FastSIMCOAL2 populations in the .tlp files are numbered beginning with 0. For each of our three species complexes analyzed, population 0 refers to Dendrocincla fuliginosa rufoolivacea which is found south of the Amazonian river and east of the Tapajos / Teles Pires river system; an undescribed subspecies of Xiphorhynchus spixii found west of the Xingu River; and an undescribed subspecies of Willisornis vidua nigrigula found west of the lower Tapajos River. Population 1 refers to Dendrocincla fuliginosa fuliginosa which are found north of the Amazonian river; an undescribed subspecies of Xiphorhynchus spixii found east of the Xingu River; and an undescribed subspecies of Willisornis vidua nigrigula found east of the Tapajos River/Teles Pires river system. Population 2 refers to the sister species to populations 0 and 1 which are Dendrocincla [fuliginosa] atrirostris (which we consider to be a biological and phylogenetic species that is distinct from D. fuliginosa but which has not officially been split); Xiphorhynchus elegans; and Willisornis guttatus. Site frequency spectra have the same population order as the fastSIMCOAL2 files.

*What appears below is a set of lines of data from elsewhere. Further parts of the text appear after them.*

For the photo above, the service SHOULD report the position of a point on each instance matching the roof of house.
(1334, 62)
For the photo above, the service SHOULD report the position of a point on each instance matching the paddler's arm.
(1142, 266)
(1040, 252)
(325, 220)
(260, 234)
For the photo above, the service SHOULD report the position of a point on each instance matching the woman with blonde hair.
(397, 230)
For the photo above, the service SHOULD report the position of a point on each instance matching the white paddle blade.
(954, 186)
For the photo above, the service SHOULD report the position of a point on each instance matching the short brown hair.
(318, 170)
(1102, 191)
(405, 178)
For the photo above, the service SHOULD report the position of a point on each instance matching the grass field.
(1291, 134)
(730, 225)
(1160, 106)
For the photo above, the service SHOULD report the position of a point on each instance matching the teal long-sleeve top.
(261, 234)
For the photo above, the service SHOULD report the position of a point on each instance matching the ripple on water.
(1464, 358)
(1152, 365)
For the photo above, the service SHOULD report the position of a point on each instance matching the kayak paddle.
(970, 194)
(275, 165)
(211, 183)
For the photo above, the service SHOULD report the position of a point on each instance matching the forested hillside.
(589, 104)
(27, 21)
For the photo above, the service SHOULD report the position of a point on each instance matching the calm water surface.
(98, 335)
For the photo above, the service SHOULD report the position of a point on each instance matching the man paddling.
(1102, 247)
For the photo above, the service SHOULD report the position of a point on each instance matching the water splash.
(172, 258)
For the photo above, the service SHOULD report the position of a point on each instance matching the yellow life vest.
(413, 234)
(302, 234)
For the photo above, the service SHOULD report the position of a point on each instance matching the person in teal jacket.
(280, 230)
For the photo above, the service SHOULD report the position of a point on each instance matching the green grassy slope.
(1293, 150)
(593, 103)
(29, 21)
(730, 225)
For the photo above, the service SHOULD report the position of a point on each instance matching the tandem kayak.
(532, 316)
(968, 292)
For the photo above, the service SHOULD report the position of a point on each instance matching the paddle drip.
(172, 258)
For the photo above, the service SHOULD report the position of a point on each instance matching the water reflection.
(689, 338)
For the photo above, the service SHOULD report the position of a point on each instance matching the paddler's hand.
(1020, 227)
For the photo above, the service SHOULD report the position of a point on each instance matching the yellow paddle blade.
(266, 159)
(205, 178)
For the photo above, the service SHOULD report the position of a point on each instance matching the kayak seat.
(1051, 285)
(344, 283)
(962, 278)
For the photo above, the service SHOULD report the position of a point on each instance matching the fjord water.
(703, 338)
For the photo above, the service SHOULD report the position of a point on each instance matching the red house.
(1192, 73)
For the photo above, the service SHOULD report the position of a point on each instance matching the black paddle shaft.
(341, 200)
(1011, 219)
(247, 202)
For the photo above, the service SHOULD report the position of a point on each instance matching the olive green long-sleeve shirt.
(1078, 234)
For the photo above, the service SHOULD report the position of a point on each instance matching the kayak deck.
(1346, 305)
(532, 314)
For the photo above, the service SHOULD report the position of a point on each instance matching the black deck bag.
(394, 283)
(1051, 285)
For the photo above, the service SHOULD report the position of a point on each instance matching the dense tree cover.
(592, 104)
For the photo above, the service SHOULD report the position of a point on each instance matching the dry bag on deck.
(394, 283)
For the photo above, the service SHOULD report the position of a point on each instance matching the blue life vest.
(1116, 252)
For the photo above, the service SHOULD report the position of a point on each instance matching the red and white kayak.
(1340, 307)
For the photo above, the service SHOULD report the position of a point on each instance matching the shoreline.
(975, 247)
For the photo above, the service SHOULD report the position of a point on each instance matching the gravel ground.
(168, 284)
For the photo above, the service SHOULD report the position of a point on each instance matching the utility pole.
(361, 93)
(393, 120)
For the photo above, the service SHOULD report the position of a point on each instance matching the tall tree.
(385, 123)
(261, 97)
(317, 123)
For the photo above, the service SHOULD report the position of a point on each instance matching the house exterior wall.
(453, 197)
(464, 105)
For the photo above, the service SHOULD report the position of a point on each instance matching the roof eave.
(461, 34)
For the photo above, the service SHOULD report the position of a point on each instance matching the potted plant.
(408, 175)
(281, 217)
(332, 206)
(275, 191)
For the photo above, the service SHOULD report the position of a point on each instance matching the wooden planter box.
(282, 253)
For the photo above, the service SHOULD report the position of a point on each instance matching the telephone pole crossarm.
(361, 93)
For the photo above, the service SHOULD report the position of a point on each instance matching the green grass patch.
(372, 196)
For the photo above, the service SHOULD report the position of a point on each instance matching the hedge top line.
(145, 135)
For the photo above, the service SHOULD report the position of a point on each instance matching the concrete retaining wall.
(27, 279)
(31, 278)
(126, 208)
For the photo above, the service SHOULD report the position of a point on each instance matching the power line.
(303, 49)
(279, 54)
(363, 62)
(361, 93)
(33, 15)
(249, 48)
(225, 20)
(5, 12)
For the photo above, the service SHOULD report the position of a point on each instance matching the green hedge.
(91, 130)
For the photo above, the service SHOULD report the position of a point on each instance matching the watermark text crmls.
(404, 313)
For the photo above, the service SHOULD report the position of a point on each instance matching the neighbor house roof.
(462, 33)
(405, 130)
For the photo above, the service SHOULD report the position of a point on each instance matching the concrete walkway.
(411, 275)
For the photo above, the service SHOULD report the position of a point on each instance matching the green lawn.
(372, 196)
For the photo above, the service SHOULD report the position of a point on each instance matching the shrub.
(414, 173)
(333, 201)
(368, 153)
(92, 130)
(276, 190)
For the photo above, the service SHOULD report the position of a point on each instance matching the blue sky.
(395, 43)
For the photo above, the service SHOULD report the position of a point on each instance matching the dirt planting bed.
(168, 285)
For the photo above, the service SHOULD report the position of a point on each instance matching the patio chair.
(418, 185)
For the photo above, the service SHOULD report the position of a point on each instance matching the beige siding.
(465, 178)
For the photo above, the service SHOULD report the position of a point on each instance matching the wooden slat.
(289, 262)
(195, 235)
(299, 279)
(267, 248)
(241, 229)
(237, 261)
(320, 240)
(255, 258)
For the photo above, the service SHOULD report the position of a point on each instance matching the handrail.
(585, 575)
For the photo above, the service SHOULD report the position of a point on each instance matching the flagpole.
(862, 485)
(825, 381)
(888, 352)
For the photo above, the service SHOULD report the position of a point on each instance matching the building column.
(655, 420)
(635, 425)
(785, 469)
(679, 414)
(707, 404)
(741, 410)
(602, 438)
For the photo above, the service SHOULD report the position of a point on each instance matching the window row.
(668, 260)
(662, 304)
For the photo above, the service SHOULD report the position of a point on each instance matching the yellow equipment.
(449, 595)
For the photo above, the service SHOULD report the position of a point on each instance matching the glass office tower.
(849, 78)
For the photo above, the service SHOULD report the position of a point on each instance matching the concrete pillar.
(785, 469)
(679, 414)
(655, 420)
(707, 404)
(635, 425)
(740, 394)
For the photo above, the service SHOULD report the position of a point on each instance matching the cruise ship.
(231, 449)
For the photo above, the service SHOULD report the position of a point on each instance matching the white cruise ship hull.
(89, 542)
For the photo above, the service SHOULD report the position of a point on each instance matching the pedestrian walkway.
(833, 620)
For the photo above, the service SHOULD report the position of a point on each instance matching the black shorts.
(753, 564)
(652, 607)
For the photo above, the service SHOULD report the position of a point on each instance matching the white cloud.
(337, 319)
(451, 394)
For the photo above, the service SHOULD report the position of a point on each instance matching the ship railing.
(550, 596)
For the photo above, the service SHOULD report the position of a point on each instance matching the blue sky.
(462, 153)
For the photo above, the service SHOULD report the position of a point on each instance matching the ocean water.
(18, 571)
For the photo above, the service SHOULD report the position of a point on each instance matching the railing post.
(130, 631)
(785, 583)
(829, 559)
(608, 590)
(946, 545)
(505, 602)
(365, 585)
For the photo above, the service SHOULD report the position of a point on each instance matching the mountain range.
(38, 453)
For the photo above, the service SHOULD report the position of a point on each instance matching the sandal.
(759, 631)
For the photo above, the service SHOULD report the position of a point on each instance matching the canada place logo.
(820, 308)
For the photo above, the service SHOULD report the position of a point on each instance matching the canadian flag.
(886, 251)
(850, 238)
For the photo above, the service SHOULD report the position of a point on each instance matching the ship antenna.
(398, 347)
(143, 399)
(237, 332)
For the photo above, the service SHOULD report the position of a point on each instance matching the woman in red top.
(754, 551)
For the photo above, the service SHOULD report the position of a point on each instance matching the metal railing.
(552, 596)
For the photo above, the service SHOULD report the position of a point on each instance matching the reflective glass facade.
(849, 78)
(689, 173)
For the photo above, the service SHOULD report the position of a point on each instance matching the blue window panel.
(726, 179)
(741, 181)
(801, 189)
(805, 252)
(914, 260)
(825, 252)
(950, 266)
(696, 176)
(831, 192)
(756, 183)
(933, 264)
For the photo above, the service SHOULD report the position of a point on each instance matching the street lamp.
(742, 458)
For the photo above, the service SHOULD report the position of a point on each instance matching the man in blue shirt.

.tlp files have parameters as follows:
NPOP0_TIPS: Effective population size for population 0
NPOP1_TIPS: Effective population size for population 1
NPOP2_TIPS: Effective population size for population 2
ANCSIZE: Effective population size for population
M01A, M10A, M02A, M20A, M02A, M20A etc: Migration rate parameters between pairs of populations. For example, M01A represents per capita migration rate between population 0 and population 1 going backward in time (e.g. towards the point of coalescence). Conversely it represents the rate between 1 and 0 forward in time.
TIME3, TIME2 etc: these represent the timing (in generations from the present going back in time) of switches in migration rate matrixes.
TDIV, TDIV1, TDIV2: Divergence time. TDIV is the population divergence time between the taxa pairs in out two-population models, and TDIV2 in out three population models. TDIV1 is the divergence between the common ancestor of our taxon pairs and its sister species in our three population models.
.est files define sampling distributions for each of the model parameters in the .tlp file. For additional details see the manual for fastSIMCOAL2.
Code/Software
The command used to run fastsimcoal2 (Excoffier, et al. 2013) on each model is:
fasc27093 -t MODEL.tpl -e MODEL.est --msfs --multiSFS --maxlhood --brentol 0.001 -M -q -x -n 200000 --numloops 60 -c2 -B2
References
Excoffier, L., Dupanloup, I., Huerta-Sánchez, E., Sousa, V. C., & Foll, M. (2013). Robust demographic inference from genomic and SNP data. PLoS Genetics, 9(10), e1003905. doi: 10.1371/journal.pgen.1003905
Methods
These are model files used for fastSIMCOAL2.